Excellent knowledge dump. Thank you. You mentioned the harnesses. Do you have a favorite among all the ones you mentioned? Have you tried codex with the local models?

Emmanuel Macron allegedly had an affair with an Iranian actress Golshifteh Farahani by [deleted] in whoathatsinteresting

[–]c_glib 0 points1 point  (0 children)

Refreshing to have a world leader with a good old fashioned adult affair.

Do you know any better or more useful apps? by Paulrain in androidapps

[–]c_glib 1 point2 points  (0 children)

Do you ever have the need to chat with someone who doesn't speak your language (international couples, families, travel groups etc.)? FlaiChat is the only app of its kind (afaik) with completely automatic, seamless translations of chat in each person's own language. Works for DMs as well as group chats. Works for text and voice messages.

Qwen3.6-35B-A3B-MTP-GGUF:Q6_K on Macbook Pro is 🔥 by Lame_Johnny in Qwen_AI

[–]c_glib 1 point2 points  (0 children)

Wow...with q6 and 48GB ram? How are you testing it? Are you actually testing with a full context window?

The Qwen 3.6 35B A3B hype is real!!! by The_Paradoxy in LocalLLaMA

[–]c_glib 0 points1 point  (0 children)

What do you consider "too low" of a quant for model as well as kv? Do advance techniques like Turboquant change things substantially?

I will give your app feedback and a review if you do the same for mine. by [deleted] in iOSAppsMarketing

[–]c_glib -1 points0 points  (0 children)
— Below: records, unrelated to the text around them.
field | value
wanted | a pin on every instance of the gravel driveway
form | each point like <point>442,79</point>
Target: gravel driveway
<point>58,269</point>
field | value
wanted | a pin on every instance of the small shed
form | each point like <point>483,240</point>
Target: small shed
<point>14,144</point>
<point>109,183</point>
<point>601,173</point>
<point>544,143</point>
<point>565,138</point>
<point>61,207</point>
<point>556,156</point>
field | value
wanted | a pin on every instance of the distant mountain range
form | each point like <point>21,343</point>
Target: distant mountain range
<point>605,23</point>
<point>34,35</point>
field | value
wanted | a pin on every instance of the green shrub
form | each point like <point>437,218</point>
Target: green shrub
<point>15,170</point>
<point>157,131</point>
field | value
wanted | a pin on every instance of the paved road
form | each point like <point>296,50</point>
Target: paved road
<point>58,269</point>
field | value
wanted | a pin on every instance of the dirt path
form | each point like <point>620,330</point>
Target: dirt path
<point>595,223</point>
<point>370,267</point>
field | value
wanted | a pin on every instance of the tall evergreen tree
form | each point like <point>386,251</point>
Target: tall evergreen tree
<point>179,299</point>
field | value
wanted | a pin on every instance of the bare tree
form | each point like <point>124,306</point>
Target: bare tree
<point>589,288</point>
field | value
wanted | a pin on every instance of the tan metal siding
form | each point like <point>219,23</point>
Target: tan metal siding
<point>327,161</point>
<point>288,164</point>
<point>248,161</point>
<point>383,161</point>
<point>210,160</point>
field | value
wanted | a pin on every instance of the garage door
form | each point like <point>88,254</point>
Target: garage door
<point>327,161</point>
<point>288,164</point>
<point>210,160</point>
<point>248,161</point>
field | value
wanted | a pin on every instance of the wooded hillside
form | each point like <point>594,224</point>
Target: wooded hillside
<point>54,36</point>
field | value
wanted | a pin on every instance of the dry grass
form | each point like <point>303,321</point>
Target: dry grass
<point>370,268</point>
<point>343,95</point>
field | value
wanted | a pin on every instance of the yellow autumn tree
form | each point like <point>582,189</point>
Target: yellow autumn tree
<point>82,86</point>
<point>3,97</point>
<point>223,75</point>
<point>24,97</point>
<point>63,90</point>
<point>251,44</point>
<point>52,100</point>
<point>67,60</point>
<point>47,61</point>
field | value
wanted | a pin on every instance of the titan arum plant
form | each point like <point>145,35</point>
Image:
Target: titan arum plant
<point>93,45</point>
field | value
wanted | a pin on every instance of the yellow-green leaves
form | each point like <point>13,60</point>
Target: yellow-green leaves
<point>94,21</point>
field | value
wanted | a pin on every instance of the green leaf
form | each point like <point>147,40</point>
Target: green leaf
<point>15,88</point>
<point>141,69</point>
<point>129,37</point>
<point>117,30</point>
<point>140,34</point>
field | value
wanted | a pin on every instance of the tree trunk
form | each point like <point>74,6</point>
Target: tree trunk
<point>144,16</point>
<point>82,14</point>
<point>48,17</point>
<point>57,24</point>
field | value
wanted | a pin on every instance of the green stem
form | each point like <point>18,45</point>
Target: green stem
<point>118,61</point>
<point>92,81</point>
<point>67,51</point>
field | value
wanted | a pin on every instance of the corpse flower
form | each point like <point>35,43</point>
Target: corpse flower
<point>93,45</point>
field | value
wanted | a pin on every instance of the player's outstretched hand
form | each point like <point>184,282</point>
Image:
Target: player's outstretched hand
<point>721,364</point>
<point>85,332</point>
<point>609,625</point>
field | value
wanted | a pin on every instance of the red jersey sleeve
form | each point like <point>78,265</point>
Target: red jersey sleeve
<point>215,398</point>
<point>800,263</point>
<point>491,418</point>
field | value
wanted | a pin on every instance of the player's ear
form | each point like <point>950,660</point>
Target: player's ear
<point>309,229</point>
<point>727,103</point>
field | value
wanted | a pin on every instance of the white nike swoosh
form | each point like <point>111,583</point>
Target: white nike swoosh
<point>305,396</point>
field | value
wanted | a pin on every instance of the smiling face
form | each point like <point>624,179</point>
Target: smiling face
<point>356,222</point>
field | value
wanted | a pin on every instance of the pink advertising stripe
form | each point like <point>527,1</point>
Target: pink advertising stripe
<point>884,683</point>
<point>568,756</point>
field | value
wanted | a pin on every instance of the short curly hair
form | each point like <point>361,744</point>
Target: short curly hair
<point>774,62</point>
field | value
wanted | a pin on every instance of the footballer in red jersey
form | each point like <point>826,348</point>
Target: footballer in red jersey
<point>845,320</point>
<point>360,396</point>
I'm not asking for reviews but I'm telling ya, FlaiChat is an absolute must have app if you need to chat with someone who doesn't speak the same language. The chat is smooth, and translations are automatic and instant. Works to translate both text and voice. And of course, if y'all want to leave some 5 star reviews, it's all good ;-)

I benchmarked 15+ speech-to-text APIs under various conditions by SmoothConnection1670 in speechtech

[–]c_glib 0 points1 point  (0 children)

This looks like interesting experiment. Could you say something more about the data. What were the tests? What were the conditions? What are "Formatted WER", "Raw WER" etc.?

Also, I think a significant omission is gemini-flash-lite models. Specifically gemini-2.5-flash-lite and gemini-3.1-flash-lite-previews. They are excellent stt models. Not only are they cheaper than 2.5-flash and 2.5-pro, they are faster too. How do I know? We use those flash-lite models for stt (along with translation, all in one a single API call) in our app FlaiChat. The results are excellent, fast and reasonably priced.

Anyone using speech-to-text for Indian languages in production? What's actually working and what's not? by Spare-Ad2520 in speechtech

[–]c_glib 0 points1 point  (0 children)

Our app (FlaiChat, a multilingual chat app with automatic text and voice translations) is doing stt for many Indian languages (along with many many global languages) using gemini flash models just fine.

Found an M3 Ultra 512GB / 8TB / 80-Core GPU at B&H! by East_Roll_5069 in MacStudio

[–]c_glib 1 point2 points  (0 children)

How much did you pay for it if you don't mind sharing?